キウイフルーツは、「春〜秋(4月〜11月)はニュージーランド産を中心とした輸入品」「冬〜春(12月〜3月)は国産品」というように、メインの出荷時期が明確に分かれているのだ。
つまり、同じ時期にスーパーの棚を奪い合い、国産の不足分を輸入が直接穴埋めしているわけではない。ニュージーランド産が流通する「春〜秋の市場」がマーケティングの成功等により劇的に拡大したのに対し、本来国産が担うべき「冬〜春の市場」は、生産量の減少によって拡大する需要に応えきれず、完全に取り残されてしまったのが現在の日本の姿なのである。
輸入が国産を駆逐したのではなく、ニュージーランドが担う「春~秋の市場」が戦略的に生産拡大したのに対し、国産が担う「冬~春の市場」は高齢化と担い手不足により、空洞化してしまったと言える。
毎月約7500トンの「チャンスロス」が発生
この「季節の分断」を前提に、現在年間約12万トンにのぼる巨大な需要と供給のバランスを月単位で分解してみると、市場の「空白」が浮かび上がってくる。
日本においてニュージーランド産を中心とする輸入品が流通する時期(4月〜11月の8カ月間)に、年間消費量の大部分である約10万トンが消費されている。これを月割りで計算すると、1カ月あたり約1.25万トンもの消費需要がコンスタントに存在していることになる。
ところが、南半球のニュージーランド産が出回らなくなり、日本の国産キウイがメインとなる冬から春(12月〜3月)の4か月間になると状況は一変する。この時期、日本国内の生産量である約2万トンをすべて市場に供給し切ったとしても、1カ月あたりの供給量はわずか約0.5万トンにとどまってしまうのだ。
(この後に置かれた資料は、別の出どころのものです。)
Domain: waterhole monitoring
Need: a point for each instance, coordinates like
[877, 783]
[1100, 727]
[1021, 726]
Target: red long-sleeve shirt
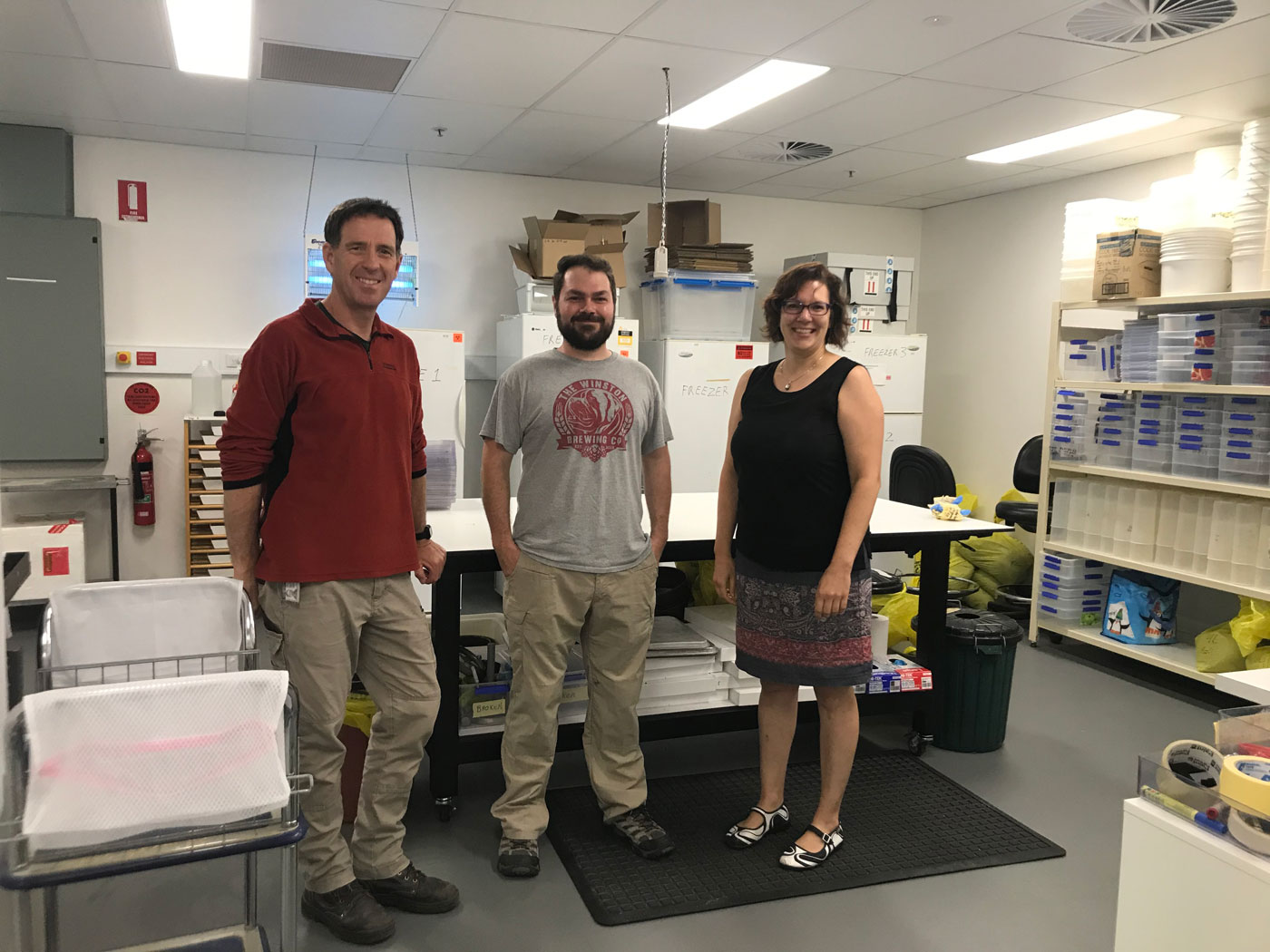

本来であれば月間約1.25万トンの需要ポテンシャルがある市場において、供給が約0.5万トンしかない。つまり、実に「毎月約0.75万トン(7500トン)」、小売価格で計算すると約100億円(※)もの需要が満たされずに眠っている、巨大なチャンスロスが発生している計算になるのである。
この国産時期の供給不足により、冬から春にかけてスーパーの売り場からキウイが消え、棚が大幅に縮小してしまう。結果として、消費者がキウイを日常的に手に取る習慣が一度途切れてしまう。
春になって再びニュージーランド産が出回る時期になっても、消費者の購買行動が戻るまでに「ラグ」が生じてしまい、これがキウイ市場全体のさらなる消費拡大を阻害する最も大きな要因となっているのだ。加えて国産キウイはニュージーランド産果実よりもかなり単価が低い。理由は産地ごとの品質のばらつきや、追熟技術が輸入品に品質で劣るためだ。
※キウイフルーツの全国平均価格は1kgあたり1351円で計算。総務省の小売物価統計調査(2026年4月データ)より。